De la serie Objetos punzantes
Piezas breves de Ruth Vilar
HOMBRE: Empecé
atesorando papelitos, comprobantes de los pasos que iba dando. Luego
vinieron los diarios, registros detallados. Más tarde, las figuras
de recuerdo, minúsculas y a menudo ridículas, que amontonaba
envueltas en periódico en cajas gigantescas. Después, los jarrones
que contuvieron flores en las grandes ocasiones y las estatuillas
conmemorativas fueron poblando cómodas y librerías. En los altillos
guardaba cualquier cosa que hubiera usado, por aquello de que el roce
hace el cariño. También almacenaba lo que tuviera poco uso,
anticipando necesidades futuras, quizá inminentes. Cualquier
documento legal, lo clasificaba por precaución; si personal, por
nostalgia. Nada de cuanto entraba en mi órbita la abandonaba. Todo
venía para quedarse.
Y
aunque al principio las habitaciones fuesen amplias y sólo las
llenasen la luz y el aire fresco, sacrifiqué esa comodidad sin
cargas en aras de una conservación consciente. Comprendí que los
objetos inertes que obtenía a cambio de mi trabajo, de mis
esfuerzos, de mi vivir al fin y al cabo, daban cumplida cuenta de mí
mismo. Eran lo único que preservaba mi existencia, que de otro modo
se habría escurrido inadvertidamente por el desagüe del tiempo.
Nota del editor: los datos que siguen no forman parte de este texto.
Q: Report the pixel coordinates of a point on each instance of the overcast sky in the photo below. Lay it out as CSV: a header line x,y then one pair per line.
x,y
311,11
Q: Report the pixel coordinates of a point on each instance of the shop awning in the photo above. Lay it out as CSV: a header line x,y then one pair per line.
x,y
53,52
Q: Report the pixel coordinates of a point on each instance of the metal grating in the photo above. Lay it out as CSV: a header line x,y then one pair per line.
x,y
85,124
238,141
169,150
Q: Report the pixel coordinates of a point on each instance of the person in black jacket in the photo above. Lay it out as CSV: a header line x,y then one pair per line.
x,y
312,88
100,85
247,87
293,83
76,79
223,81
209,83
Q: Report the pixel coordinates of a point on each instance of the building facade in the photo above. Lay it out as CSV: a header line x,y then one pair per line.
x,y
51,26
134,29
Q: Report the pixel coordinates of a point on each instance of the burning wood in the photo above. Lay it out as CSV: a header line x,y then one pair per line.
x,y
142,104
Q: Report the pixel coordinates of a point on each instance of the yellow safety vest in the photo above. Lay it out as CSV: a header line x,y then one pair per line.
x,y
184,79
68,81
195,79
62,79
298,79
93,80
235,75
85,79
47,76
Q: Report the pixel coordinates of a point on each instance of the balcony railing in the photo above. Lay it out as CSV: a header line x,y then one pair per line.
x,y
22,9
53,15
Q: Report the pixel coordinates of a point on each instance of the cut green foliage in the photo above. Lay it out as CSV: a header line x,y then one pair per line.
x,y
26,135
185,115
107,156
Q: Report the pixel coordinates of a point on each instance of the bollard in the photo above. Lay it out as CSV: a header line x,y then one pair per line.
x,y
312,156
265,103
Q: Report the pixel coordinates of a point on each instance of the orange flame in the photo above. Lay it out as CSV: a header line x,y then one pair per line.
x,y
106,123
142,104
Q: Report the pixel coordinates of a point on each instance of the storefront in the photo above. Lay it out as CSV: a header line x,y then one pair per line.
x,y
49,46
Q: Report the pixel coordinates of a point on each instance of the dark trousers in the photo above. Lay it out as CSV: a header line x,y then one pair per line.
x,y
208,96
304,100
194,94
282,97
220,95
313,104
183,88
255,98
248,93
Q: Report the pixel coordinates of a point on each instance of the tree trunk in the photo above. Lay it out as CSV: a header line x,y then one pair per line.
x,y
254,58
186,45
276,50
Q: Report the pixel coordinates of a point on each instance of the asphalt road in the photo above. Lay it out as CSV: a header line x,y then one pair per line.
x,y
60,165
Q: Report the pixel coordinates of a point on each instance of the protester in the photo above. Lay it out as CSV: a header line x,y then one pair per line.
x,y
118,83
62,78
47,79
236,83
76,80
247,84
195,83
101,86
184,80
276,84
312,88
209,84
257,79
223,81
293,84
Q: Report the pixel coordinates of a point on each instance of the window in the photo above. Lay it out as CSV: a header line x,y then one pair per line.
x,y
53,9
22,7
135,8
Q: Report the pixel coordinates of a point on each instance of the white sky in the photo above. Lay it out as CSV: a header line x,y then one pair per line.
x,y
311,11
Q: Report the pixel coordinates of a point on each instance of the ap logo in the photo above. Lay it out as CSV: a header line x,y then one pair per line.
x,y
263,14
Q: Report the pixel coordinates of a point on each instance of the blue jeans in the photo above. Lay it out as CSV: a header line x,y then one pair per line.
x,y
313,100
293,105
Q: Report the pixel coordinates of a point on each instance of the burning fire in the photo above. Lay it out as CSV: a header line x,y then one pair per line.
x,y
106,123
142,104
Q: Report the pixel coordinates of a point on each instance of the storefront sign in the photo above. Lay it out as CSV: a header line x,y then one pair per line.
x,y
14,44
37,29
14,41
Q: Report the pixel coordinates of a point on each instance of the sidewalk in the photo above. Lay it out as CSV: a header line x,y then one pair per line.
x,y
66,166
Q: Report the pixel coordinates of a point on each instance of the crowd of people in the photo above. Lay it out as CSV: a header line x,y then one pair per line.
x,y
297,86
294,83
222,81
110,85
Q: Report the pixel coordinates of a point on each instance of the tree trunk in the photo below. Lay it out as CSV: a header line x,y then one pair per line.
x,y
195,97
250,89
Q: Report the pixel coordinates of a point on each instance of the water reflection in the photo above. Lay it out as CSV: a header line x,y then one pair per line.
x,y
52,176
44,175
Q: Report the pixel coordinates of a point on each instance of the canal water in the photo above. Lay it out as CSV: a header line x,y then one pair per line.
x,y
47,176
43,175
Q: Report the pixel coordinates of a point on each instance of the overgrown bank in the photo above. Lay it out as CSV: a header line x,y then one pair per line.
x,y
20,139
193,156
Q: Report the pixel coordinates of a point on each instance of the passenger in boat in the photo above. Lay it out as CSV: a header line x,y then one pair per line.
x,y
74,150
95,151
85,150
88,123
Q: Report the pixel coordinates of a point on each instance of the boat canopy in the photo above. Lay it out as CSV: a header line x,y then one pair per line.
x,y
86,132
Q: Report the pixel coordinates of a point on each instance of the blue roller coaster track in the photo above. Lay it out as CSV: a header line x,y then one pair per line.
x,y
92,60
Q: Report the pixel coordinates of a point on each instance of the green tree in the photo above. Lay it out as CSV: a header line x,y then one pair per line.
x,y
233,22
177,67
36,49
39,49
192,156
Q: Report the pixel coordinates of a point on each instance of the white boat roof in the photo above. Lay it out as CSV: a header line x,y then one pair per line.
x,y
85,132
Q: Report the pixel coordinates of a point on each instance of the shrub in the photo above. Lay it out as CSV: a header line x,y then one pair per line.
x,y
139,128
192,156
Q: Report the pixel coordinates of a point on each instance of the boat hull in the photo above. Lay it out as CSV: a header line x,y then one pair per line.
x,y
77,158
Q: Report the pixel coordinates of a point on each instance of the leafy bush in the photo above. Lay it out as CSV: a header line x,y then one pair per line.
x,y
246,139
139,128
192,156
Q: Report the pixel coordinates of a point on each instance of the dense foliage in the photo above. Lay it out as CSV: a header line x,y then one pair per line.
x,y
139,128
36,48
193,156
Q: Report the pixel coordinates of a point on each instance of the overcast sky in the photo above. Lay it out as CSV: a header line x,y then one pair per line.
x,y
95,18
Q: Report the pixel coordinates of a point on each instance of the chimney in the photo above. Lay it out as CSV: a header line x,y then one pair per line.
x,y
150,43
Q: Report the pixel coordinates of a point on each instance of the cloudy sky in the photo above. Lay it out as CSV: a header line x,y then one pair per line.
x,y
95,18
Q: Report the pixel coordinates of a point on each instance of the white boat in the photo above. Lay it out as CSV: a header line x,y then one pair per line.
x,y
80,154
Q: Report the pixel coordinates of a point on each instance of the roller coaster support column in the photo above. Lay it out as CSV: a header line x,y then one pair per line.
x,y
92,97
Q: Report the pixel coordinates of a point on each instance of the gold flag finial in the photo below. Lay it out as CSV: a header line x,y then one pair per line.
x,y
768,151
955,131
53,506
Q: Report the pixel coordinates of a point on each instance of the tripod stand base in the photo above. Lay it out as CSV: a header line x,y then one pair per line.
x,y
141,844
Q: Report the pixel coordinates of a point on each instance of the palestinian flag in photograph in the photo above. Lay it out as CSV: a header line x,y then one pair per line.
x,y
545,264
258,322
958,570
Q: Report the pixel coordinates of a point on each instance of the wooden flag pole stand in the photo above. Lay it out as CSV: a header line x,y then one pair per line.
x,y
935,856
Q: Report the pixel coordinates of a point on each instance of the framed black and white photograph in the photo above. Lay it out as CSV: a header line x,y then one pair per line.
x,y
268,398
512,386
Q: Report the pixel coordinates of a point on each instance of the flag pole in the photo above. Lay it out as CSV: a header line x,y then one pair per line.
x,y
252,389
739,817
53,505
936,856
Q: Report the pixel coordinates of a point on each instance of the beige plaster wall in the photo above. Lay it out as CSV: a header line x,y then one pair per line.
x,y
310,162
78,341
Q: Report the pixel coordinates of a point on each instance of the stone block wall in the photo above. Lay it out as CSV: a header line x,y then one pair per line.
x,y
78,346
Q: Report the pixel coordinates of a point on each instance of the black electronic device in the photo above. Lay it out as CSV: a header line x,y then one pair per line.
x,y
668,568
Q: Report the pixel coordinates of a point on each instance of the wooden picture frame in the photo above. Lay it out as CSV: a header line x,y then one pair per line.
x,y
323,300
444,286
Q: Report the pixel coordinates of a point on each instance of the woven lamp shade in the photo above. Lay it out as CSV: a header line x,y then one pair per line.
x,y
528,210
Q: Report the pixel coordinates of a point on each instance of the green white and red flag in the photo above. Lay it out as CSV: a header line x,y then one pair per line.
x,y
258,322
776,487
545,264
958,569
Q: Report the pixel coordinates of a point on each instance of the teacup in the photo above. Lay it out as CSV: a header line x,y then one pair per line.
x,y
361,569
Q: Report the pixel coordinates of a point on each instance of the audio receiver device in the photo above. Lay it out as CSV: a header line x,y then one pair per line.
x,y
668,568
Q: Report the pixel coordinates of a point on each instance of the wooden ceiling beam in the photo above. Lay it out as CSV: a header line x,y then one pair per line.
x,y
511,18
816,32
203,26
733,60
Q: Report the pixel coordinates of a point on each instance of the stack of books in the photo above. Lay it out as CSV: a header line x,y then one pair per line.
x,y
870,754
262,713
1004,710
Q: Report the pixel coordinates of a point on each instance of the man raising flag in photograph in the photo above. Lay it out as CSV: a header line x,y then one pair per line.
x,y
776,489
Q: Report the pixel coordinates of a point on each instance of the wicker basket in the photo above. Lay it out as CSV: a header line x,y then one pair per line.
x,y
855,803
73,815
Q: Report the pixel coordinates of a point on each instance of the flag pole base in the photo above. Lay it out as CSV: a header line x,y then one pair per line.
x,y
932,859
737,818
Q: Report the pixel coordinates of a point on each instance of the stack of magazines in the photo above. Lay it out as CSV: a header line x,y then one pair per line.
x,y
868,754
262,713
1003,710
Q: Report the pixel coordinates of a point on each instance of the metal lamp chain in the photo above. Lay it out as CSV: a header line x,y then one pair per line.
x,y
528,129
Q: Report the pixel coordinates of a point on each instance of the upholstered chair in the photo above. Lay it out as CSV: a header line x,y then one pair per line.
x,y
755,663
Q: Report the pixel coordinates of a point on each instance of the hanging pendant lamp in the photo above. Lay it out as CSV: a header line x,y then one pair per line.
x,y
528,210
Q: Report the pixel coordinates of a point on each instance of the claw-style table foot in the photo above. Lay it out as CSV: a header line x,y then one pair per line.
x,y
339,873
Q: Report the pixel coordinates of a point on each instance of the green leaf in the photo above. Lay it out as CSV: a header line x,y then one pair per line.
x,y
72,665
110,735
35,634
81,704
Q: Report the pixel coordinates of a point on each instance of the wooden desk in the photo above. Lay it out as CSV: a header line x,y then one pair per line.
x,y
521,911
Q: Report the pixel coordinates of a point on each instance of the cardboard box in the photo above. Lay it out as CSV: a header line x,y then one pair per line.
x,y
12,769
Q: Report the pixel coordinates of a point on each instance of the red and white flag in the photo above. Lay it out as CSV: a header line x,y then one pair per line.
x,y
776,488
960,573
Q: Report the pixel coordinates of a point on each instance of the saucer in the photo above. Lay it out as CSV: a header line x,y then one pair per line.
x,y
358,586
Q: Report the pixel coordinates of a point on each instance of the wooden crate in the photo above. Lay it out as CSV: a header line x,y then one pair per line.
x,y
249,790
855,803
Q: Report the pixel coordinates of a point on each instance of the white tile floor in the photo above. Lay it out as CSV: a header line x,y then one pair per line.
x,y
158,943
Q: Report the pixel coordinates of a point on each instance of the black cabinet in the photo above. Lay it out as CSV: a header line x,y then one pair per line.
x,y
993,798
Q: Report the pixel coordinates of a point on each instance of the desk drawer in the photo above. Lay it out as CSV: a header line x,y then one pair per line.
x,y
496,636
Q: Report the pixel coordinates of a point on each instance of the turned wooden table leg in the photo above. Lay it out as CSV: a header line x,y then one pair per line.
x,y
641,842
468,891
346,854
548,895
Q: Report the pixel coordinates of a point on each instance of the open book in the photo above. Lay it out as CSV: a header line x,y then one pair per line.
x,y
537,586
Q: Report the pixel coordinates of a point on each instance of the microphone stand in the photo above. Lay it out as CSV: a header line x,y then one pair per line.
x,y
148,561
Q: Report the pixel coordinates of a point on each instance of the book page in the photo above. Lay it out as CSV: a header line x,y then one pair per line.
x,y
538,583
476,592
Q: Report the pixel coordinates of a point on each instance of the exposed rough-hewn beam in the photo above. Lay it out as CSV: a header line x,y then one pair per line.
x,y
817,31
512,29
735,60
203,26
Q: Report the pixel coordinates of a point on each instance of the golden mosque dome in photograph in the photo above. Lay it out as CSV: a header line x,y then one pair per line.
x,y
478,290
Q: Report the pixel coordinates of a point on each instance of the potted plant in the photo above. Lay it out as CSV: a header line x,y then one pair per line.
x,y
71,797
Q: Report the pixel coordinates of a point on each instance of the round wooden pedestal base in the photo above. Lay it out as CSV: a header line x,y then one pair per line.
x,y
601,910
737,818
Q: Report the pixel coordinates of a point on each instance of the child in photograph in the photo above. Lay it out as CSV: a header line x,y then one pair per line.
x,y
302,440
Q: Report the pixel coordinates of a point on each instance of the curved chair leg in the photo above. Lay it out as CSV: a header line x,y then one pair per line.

¿Qué era yo sin ellos? De buena gana cubrí con armarios y alacenas
los ventanales cuando no hubo más sitio. Apoyé el colchón contra
la pared y dormía de pie, apenas recostado, para ocupar menos. Ni
cuando se murió el gato me permití concesiones: no iba a
desprenderme de nada que fuese mío, así apestase.
Llegó
el día en que ya no cupe. En que no pude moverme ni a rastras entre
esa acumulación de restos míos. Una voz dulce y firme susurró:
“Tíralos. Serás tú o ellos”. “Ellos”, le respondí y
enmudeció de golpe. Agonizo conforme, aunque un poco estrecho y sin
ver por última vez la luz del sol. Si estas cosas son ya tan yo como
yo mismo, ¿qué más dará quién sobreviva a quién?